La flota francesa se encontraba fondeada en un lugar conocido como la Poza de Santa Isabel, cerca del Arsenal de La Carraca. Allí buscaba protección frente a una escuadra británica superior en número de navíos que dominaba aquellas aguas.

La operación para acabar con la presencia francesa fue organizada por el almirante Juan Ruiz de Apodaca y por el gobernador de Cádiz, Tomás de Morla. El ataque comenzó el 9 de junio de 1808.

Las primeras acciones consistieron en un intenso bombardeo desde las baterías costeras de Punta Cantera, Trocadero y La Carraca. A continuación, las lanchas cañoneras españolas se acercaron a los barcos franceses y lograron castigarlos con eficacia, causando daños cada vez más importantes.

Durante cinco días los franceses resistieron el fuego español. Sin embargo, el continuo bombardeo fue minando su capacidad de resistencia y provocando numerosas bajas entre las tripulaciones.

La rendición de Rosily

Finalmente, a las ocho de la mañana del 14 de junio, el almirante francés François Étienne de Rosily ordenó arriar el pabellón francés. La artillería española había causado un considerable número de muertos y heridos, y la situación era ya insostenible.

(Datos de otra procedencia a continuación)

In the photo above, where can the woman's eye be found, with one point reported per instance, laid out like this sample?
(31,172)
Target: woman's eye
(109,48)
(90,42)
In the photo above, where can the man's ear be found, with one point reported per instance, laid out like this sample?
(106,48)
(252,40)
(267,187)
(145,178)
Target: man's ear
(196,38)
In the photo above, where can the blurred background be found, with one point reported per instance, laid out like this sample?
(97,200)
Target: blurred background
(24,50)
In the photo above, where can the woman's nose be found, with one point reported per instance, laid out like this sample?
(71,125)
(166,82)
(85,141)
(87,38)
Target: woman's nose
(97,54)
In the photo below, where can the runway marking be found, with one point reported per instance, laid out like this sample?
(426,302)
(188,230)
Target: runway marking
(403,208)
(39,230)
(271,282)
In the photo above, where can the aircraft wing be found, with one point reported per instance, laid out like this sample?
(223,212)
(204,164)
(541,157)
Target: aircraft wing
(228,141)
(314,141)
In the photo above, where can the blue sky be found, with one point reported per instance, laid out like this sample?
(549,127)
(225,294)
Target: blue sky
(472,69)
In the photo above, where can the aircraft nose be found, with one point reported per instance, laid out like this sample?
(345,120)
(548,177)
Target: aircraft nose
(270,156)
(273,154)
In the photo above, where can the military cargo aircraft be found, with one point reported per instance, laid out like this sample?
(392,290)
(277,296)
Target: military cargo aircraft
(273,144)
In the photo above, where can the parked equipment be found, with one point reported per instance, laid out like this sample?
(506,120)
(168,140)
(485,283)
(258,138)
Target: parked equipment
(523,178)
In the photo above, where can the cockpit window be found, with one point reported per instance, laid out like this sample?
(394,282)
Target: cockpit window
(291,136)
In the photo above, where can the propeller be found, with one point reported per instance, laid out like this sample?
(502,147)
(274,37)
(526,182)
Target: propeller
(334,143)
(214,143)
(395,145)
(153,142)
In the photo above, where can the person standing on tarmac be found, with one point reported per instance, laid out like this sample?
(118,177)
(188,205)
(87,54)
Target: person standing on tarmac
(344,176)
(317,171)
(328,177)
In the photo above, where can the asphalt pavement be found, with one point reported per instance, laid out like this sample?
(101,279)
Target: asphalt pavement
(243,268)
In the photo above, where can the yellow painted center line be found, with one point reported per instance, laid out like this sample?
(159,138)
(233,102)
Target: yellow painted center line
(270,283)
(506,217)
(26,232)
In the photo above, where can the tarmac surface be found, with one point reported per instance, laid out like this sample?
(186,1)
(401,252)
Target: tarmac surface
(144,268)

Los españoles únicamente aceptaron una rendición incondicional. Como consecuencia, los cinco navíos de línea y la fragata pasaron a incorporarse a la Armada Real Española.

Miles de marineros franceses fueron hechos prisioneros y confinados en pontones anclados en las proximidades de San Fernando, del Arsenal de La Carraca y de El Puerto de Santa María. Entre los buques utilizados como prisión se encontraban antiguos navíos como el Castilla y el Argonauta.

Las condiciones de vida en aquellos pontones eran extremadamente duras. Los prisioneros permanecían hacinados, con escasa alimentación y en condiciones higiénicas muy deficientes. Como consecuencia, muchos de ellos contrajeron enfermedades como el tifus.

La victoria tuvo una gran importancia estratégica. Cádiz se convirtió en uno de los principales puertos de los aliados en su lucha contra Napoleón y mantuvo su libertad durante toda la Guerra de la Independencia. La ciudad resistió los intentos franceses de someterla y nunca llegó a ser conquistada.

Por ello, cuando se recuerda la primera derrota sufrida por las fuerzas napoleónicas en España, conviene no olvidar que antes de Bailén ya se había producido una importante victoria española en la bahía de Cádiz. El 14 de junio de 1808, las armas españolas obligaron a rendirse a toda una escuadra francesa y demostraron que el Imperio napoleónico no era invencible.